Interpolation, extrapolation, or other? Multivariate data...

Suppose you have a function of two independent variables, Z = f(X,Y), and a graph comparing the two independent variables shows your (X,Y) point cloud is somewhat long and slender and somewhat crescent shaped, like a bit of scatter along and around the middle region of the positive branch of a hyperbola.

If you want to estimate f for a point (X,Y) that is well inside the cloud, certainly one way to do so is to interpolate between some close neighbors. At least, I think the term “interpolation” can apply to functions of more than one variable.

Suppose you want to estimate f for a point that is partly surrounded by the crescent, so that it is between the middle of the cloud and the line joining the ends of the cloud.

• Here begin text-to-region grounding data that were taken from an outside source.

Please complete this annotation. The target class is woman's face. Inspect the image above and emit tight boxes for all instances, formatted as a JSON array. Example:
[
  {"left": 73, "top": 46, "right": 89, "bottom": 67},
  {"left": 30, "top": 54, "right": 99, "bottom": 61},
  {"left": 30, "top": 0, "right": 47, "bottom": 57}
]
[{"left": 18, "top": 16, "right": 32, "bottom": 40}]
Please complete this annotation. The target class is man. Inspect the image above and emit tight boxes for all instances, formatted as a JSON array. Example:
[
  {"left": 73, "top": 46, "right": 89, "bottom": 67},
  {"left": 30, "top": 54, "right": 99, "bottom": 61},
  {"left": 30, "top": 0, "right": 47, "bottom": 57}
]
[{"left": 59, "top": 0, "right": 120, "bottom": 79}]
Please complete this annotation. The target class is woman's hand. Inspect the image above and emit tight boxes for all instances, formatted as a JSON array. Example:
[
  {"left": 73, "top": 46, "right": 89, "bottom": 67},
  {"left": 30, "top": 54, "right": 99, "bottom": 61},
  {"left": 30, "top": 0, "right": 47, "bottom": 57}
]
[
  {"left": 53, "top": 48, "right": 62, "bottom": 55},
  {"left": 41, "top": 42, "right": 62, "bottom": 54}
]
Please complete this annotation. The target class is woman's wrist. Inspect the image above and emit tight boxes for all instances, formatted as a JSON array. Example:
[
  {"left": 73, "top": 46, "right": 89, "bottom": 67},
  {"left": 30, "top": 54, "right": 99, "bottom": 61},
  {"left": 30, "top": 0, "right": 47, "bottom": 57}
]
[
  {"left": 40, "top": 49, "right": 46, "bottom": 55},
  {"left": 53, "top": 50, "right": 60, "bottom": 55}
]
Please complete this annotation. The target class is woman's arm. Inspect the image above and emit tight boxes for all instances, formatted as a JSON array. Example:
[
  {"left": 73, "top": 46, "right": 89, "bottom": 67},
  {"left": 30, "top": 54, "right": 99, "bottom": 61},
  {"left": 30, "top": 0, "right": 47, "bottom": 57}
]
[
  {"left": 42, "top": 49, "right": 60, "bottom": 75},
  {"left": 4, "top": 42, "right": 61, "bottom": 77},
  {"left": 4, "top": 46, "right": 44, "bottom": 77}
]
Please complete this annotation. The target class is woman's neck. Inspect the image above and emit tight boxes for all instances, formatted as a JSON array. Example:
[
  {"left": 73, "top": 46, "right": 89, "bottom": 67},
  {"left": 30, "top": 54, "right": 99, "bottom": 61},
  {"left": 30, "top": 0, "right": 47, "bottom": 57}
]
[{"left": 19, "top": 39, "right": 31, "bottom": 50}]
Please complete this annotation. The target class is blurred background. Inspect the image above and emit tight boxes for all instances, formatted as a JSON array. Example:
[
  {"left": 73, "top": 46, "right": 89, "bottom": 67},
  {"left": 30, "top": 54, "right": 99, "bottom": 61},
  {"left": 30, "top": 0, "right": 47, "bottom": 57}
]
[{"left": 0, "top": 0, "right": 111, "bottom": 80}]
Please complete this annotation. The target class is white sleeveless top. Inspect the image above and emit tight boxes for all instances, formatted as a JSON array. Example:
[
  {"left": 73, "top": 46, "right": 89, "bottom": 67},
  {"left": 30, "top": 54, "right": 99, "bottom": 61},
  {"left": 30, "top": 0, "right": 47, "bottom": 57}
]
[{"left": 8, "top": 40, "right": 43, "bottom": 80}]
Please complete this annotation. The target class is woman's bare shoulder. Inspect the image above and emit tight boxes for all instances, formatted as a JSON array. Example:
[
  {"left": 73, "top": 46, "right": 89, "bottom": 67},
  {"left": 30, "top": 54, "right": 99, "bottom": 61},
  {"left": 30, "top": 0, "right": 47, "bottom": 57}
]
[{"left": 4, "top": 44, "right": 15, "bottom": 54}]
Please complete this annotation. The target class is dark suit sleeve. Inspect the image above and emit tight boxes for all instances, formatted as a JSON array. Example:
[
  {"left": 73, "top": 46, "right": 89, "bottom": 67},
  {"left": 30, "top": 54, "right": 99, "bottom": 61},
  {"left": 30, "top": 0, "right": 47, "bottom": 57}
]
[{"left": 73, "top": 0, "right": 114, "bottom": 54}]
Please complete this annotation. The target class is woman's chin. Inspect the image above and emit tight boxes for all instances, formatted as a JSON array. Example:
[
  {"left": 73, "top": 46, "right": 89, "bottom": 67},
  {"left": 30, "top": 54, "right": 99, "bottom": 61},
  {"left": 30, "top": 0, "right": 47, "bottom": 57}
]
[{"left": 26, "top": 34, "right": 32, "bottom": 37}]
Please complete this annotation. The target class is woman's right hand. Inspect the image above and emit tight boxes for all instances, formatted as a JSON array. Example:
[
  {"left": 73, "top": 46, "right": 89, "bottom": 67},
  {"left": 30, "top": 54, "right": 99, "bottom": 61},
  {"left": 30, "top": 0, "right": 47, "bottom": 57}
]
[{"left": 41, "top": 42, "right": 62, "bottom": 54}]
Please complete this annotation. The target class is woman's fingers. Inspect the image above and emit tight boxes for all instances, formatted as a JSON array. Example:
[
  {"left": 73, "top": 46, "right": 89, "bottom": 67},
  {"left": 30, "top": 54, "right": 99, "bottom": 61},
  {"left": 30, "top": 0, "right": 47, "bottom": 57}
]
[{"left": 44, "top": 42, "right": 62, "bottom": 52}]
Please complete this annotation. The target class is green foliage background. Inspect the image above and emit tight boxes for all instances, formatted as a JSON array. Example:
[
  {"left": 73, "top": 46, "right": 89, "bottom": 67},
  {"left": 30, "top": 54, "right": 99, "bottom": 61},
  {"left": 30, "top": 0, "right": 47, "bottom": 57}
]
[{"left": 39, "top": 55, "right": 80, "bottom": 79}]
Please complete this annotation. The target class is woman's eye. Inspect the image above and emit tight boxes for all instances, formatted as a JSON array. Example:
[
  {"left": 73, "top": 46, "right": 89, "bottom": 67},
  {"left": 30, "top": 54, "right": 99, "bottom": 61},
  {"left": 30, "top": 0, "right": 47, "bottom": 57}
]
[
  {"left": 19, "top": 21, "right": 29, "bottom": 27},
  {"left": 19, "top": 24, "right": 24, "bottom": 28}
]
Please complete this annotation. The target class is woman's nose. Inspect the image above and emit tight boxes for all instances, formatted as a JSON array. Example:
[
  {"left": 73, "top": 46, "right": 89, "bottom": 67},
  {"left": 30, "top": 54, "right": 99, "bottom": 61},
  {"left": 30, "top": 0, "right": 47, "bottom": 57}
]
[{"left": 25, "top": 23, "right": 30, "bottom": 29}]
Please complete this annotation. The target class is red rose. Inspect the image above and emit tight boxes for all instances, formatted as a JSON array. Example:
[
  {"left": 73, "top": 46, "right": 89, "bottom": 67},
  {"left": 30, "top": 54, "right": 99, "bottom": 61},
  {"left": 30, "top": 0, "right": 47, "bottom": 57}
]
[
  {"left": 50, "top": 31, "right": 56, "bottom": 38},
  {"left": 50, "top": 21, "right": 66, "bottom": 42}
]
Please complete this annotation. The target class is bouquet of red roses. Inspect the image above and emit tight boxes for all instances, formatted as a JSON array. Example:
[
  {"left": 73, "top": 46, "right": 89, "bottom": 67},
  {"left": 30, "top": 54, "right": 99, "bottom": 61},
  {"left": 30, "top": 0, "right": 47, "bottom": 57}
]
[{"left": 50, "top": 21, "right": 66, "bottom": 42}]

All of its nearest neighbors are broadly in the same general direction. Is using those nearest neighbors interpolation or extrapolation? Do we call it interpolation because we’re evaluating f for values of X and Y that are respectively within the ranges of X and Y? Or do we call it extrapolation because it is outside the cluster of neighbors?

Suppose we pick a point far off of the crescent to estimate, but it’s still within the ranges of X and Y; that is, draw a rectangle to enclose the crescent, and estimate a point near that corner of the rectangle that is furthest from any point. What’s that?

This would be easier if I drew a plot, but there’s one that is useful enough at so imagine we’re talking about a point near the center of the circle that the points roughly follow.


I don’t believe there is a technically correct answer to this question. You have the right understanding of those words as they are used univariately and you could say extrapolating in the y direction and interpolating in the x direction, but that seems very awkward.

However “extrapolate” also has the less precise non-technical meaning of infer from the existing data, so I’d go with that one if forced to choose between the two.

What it sounds like you are describing is a method of modeling known as k-nearest neighbors regression. I wouldn’t describe it as interpolation because you aren’t fitting a slope between nearby values you are just averaging whatever is available. This is a well regarded algorithm but it only works in areas close to where the data is located. Averaging a number of far away points to get a value is likely to give erroneous results.

What you actually want to do is fit the data to a parametric function and then evaluate that function at the center of the crescent. In that case you would be extrapolating since you are extending the function away from the area on which the function was fit. How best to fit the function depends on the nature Z as a function of X and Y, and may be rather difficult.

No, my question is actually about the terminology distinction, not ways of accomplishing the estimation. The estimation is already working fine. Any comment on terminology?

I have always thought of the distinction trivially.

Interpolation estimates within the body of samples you have.
Extrapolation estimates outside of the body of samples.

Assuming this is the question. You can do this for any number of independent variables - it is just a matter of definition where you draw the distinction between inside and outside. And that isn’t trivial.